イザークの問いへのアスランの曖昧な答えに、イザークの目がつり上がる。



「イザーク。昨夜のキラは動揺が激しかったんだ。

 悪いが、尋問するような真似はできない。

 お前だって、あの時のキラを見ただろう」

「・・・服のことか?」

「それと、俺に女とばれたこと」

「ちっ・・・」

「ちょっと、お二人とも僕らにも説明してくださいよ。

 だいたい、ばれたってなんです?

 キラさんはどこから見ても、女性でしょう」



イザークとアスランだけで会話するのに、ニコルが割り込んだ。

アスランはそれに、ちょっと考える素振りを見せる。



どれだけ話していいものか・・・。

それに、できることならアルテミスでキラがされたことは黙っていたい。

しかし、それでこの3人が納得する説明ができるだろうか?



***



「なんだ、それ!?

 女の子になんてことするんだよ!」

「だから、怖い、って話だったんですね」

「それで、あの時の悲鳴というわけか」

「ああ。

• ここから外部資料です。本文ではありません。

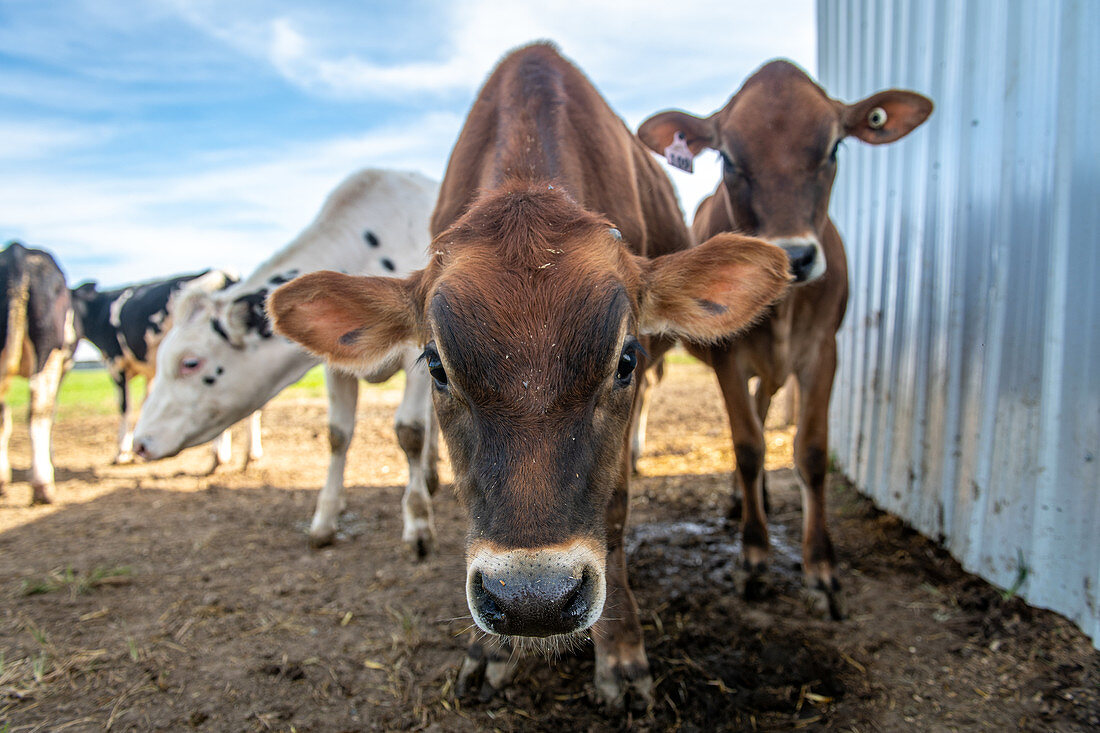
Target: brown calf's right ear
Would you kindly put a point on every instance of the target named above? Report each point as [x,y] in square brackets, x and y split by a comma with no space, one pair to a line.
[887,116]
[353,323]
[659,131]
[715,290]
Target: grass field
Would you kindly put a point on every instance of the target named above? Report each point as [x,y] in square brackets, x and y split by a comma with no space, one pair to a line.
[91,392]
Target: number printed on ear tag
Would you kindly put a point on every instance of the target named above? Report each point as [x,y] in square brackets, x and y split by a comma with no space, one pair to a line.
[678,154]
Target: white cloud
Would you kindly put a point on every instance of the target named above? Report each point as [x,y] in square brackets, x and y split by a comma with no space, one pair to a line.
[224,212]
[26,141]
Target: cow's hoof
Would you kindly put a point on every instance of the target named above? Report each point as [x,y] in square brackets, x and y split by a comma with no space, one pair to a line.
[419,539]
[625,686]
[484,673]
[43,494]
[321,537]
[825,598]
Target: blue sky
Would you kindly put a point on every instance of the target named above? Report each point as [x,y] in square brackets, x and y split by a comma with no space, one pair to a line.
[140,139]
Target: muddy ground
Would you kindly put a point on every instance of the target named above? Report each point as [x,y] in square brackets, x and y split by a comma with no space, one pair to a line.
[155,598]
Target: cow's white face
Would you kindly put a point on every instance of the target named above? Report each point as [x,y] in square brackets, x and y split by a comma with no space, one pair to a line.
[217,364]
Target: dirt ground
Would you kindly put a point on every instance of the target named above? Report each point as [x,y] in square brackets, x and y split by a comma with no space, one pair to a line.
[154,598]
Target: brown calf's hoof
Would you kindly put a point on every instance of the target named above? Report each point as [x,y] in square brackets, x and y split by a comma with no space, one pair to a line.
[825,598]
[43,494]
[484,671]
[624,687]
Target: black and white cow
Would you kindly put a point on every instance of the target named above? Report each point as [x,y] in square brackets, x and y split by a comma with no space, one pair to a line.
[221,361]
[39,338]
[127,325]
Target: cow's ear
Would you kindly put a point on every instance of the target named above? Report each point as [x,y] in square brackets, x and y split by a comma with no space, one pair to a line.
[353,323]
[714,290]
[659,131]
[886,116]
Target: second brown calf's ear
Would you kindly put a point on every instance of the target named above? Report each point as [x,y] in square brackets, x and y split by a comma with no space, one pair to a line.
[713,291]
[353,323]
[658,131]
[887,116]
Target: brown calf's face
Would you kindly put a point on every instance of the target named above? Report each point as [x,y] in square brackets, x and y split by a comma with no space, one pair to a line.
[530,313]
[778,138]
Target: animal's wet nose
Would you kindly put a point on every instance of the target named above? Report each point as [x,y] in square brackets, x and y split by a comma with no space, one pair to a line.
[806,258]
[541,603]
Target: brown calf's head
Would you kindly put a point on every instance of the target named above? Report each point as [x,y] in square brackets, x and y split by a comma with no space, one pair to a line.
[529,313]
[778,138]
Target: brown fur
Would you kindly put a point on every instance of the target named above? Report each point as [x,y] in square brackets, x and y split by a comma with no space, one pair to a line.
[778,137]
[530,302]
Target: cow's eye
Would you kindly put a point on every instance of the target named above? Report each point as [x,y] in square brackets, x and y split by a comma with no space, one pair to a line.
[628,361]
[436,368]
[189,365]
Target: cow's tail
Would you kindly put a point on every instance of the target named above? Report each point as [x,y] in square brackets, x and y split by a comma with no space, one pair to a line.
[19,292]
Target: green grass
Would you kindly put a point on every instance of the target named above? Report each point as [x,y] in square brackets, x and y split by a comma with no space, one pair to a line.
[91,392]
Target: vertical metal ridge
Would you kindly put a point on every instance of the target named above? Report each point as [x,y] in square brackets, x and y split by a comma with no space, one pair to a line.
[967,397]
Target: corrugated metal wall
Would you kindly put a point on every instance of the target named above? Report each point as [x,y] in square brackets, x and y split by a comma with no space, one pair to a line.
[967,398]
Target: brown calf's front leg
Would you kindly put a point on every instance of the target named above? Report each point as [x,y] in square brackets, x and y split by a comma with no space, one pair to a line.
[622,666]
[487,667]
[749,451]
[811,461]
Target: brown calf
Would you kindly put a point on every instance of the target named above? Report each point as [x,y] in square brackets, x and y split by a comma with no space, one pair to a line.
[558,243]
[778,138]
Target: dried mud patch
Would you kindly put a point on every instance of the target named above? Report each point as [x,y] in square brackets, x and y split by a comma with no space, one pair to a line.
[153,597]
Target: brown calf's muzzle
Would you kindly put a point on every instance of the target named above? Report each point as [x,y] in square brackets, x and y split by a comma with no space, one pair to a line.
[536,592]
[805,254]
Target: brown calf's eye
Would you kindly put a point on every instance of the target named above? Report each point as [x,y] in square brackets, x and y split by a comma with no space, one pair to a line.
[628,361]
[436,369]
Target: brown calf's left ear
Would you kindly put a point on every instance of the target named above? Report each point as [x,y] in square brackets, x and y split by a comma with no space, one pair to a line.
[887,116]
[352,323]
[714,290]
[659,131]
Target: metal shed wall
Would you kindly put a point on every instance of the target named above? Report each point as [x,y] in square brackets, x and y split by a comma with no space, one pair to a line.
[967,398]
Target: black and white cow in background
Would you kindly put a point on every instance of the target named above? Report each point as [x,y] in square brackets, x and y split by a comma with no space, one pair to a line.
[39,338]
[127,325]
[221,361]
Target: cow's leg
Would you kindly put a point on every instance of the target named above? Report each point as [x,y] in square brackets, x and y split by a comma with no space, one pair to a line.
[222,449]
[44,386]
[486,668]
[811,462]
[622,666]
[749,450]
[255,445]
[656,347]
[343,395]
[415,425]
[125,453]
[789,405]
[4,439]
[765,391]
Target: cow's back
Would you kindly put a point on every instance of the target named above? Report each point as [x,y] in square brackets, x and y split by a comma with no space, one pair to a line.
[539,119]
[35,302]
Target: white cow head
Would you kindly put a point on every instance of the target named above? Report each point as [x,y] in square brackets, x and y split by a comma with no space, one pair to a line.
[217,364]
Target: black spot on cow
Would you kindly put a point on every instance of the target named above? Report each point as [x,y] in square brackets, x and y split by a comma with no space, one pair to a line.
[256,318]
[141,309]
[219,329]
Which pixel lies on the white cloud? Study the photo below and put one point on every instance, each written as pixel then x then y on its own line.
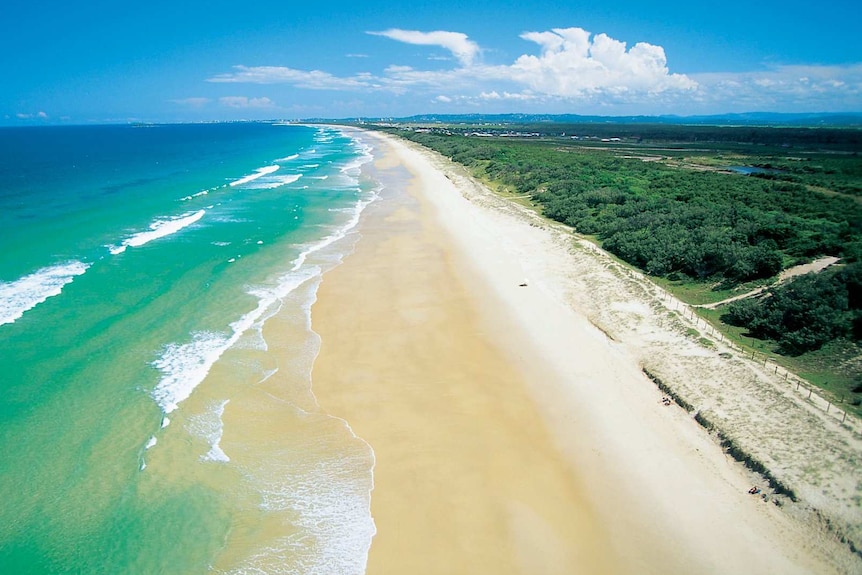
pixel 313 80
pixel 461 47
pixel 245 102
pixel 192 102
pixel 572 65
pixel 784 88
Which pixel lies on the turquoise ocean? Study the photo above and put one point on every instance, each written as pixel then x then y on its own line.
pixel 156 413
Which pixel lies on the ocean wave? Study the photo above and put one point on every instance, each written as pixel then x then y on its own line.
pixel 158 229
pixel 185 365
pixel 23 294
pixel 257 174
pixel 271 182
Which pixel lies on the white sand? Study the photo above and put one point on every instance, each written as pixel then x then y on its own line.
pixel 669 497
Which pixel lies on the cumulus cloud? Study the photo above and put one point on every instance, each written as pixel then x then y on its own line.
pixel 573 66
pixel 245 102
pixel 573 63
pixel 464 49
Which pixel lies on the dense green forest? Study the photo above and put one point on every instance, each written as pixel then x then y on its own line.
pixel 675 209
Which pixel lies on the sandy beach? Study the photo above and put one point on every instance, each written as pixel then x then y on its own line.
pixel 510 433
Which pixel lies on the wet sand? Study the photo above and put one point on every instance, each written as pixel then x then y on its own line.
pixel 510 435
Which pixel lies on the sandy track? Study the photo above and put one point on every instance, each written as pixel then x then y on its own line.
pixel 579 335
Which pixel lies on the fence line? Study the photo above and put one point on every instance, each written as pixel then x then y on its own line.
pixel 814 397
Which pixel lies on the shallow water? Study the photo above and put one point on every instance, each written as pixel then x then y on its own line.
pixel 150 421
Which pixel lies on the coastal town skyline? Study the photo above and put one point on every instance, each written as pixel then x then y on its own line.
pixel 200 62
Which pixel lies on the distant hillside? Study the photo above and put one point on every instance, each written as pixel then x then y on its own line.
pixel 747 119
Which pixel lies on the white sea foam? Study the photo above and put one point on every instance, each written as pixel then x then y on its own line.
pixel 271 182
pixel 257 174
pixel 216 453
pixel 185 365
pixel 328 497
pixel 25 293
pixel 158 229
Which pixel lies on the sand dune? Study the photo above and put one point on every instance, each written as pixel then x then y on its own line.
pixel 512 435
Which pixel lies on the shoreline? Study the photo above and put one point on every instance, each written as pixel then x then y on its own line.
pixel 651 490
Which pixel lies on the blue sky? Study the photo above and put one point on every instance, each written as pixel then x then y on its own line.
pixel 189 60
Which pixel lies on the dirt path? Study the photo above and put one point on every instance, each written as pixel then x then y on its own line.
pixel 812 267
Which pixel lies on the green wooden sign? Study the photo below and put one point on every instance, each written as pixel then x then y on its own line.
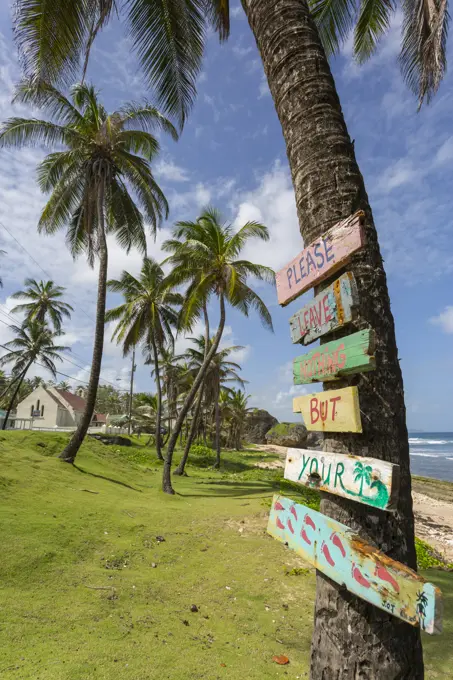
pixel 352 354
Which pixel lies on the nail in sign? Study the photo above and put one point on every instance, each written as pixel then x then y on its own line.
pixel 331 411
pixel 320 259
pixel 333 308
pixel 336 551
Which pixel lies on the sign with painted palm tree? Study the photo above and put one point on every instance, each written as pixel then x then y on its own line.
pixel 337 551
pixel 365 480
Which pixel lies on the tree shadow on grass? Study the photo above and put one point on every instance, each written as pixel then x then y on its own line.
pixel 223 489
pixel 107 479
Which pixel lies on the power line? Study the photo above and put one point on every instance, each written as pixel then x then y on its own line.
pixel 43 270
pixel 64 357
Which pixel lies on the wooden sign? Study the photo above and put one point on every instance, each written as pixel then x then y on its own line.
pixel 331 309
pixel 321 259
pixel 332 411
pixel 365 480
pixel 364 570
pixel 352 354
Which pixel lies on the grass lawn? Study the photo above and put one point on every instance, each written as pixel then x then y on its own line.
pixel 80 595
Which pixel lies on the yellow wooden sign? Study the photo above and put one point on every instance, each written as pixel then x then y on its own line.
pixel 331 411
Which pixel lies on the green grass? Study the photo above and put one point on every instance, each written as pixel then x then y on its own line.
pixel 81 598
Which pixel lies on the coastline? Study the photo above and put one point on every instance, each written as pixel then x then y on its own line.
pixel 432 502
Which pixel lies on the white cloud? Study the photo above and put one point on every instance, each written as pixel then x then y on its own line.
pixel 168 170
pixel 445 152
pixel 241 52
pixel 237 12
pixel 444 319
pixel 273 204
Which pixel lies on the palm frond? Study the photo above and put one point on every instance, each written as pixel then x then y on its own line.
pixel 168 36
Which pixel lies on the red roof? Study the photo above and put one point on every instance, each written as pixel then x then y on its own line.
pixel 77 403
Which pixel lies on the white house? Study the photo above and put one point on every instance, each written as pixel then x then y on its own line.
pixel 49 407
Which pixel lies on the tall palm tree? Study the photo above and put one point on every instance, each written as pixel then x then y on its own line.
pixel 219 372
pixel 237 410
pixel 423 57
pixel 167 36
pixel 147 315
pixel 105 155
pixel 329 187
pixel 44 300
pixel 33 343
pixel 204 255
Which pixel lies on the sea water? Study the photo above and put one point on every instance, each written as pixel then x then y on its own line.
pixel 432 454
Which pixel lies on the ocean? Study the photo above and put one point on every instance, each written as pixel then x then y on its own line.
pixel 432 454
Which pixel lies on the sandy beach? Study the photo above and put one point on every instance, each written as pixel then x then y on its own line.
pixel 433 506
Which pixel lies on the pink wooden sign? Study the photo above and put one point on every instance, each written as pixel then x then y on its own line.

もう大丈夫だと思うがな。

 わかっているだろうが、キラにこの話は・・・」

「もちろんですよ。

 聞いたということも、言いません」



ニコルに続き、イザーク、ディアッカも頷く。



そんな思い出させるようなこと、できませんよ。

でも、それより・・・



「アスラン、もしかして、キラさんに手を出しました?」

「ニコル!?」



ニコルの鋭い指摘に、アスランが珍しく焦った顔をした。

それで、図星だと答えたようなものである。



「やっぱり・・・」

「なに、女とわかった途端、恋人か?」

「貴様、ここをどこだと思っている!?」

「違う!あ、いや違わないんだが・・・っ。

 キスだけだ!

 キラ自身に、今ひとつ女の自覚がないんだ。

 そんなで抱けるわけないだろう!」

「「「アスラン・・・」」」



3人に白い目で見られ、もともと動揺していたアスランは、言わなくていいことまで言ってしまった。

それが、さらに3人の目を冷たくさせ、同時に呆れさせる。



「それにしても、アスランもそんな顔できたんだなぁ」

「あ、僕も思いましたよ。

 あなたが優しいのは知ってますけどね。

 いっつも無表情で、とりすましているように見えるんですよ」



からかわれるように言われたアスランは、だがなんとか平常心をとりもどした。

この話題を外そうというわけではないが、大事な話が残っている。



「ストライクとシャトルが、"足つき"から脱出した経緯だが・・・」

「あ、そうですね、その話をしないと」

「どうやって、艦に気づかれずに脱出したんだ?」

「どうやら・・・」



苦笑しながらのアスランの答えに、聞いていた3人は耳を疑った。



「艦を乗っ取るなんて、そんな馬鹿な!?」

「モビルスーツからできることなんですか?」

「キラのプログラミング能力は俺より上なんだ。

 第一、キラがモビルスーツを自在に操るのを見ているだろう。

 なんの訓練も受けていないキラに、そんなことができるはずがない。

 キラがストライクのOSを書き換えたんだ」



まるで当たり前のように肩をすくめてみせるアスランだが・・・



「ちょっと待て。そんなことで納得いくか!」

「ストライクのOSを解析してみればわかる。

 ただ、またロックされているかもしれないがな」

「それはとても興味深いお話ですけど・・・。

 先ほどの件が本当なら、簡単に"足つき"を墜とせそうですね」

アークエンジェルという名前でしたか。



アスランの言葉の真偽を問うイザークとは違い、ニコルは冷静に算段を始めている。



「俺もそれは考えた。

 だが、キラがそれを承服するとは思えない。

 あまり友好的な関係ではなかったようだが・・・。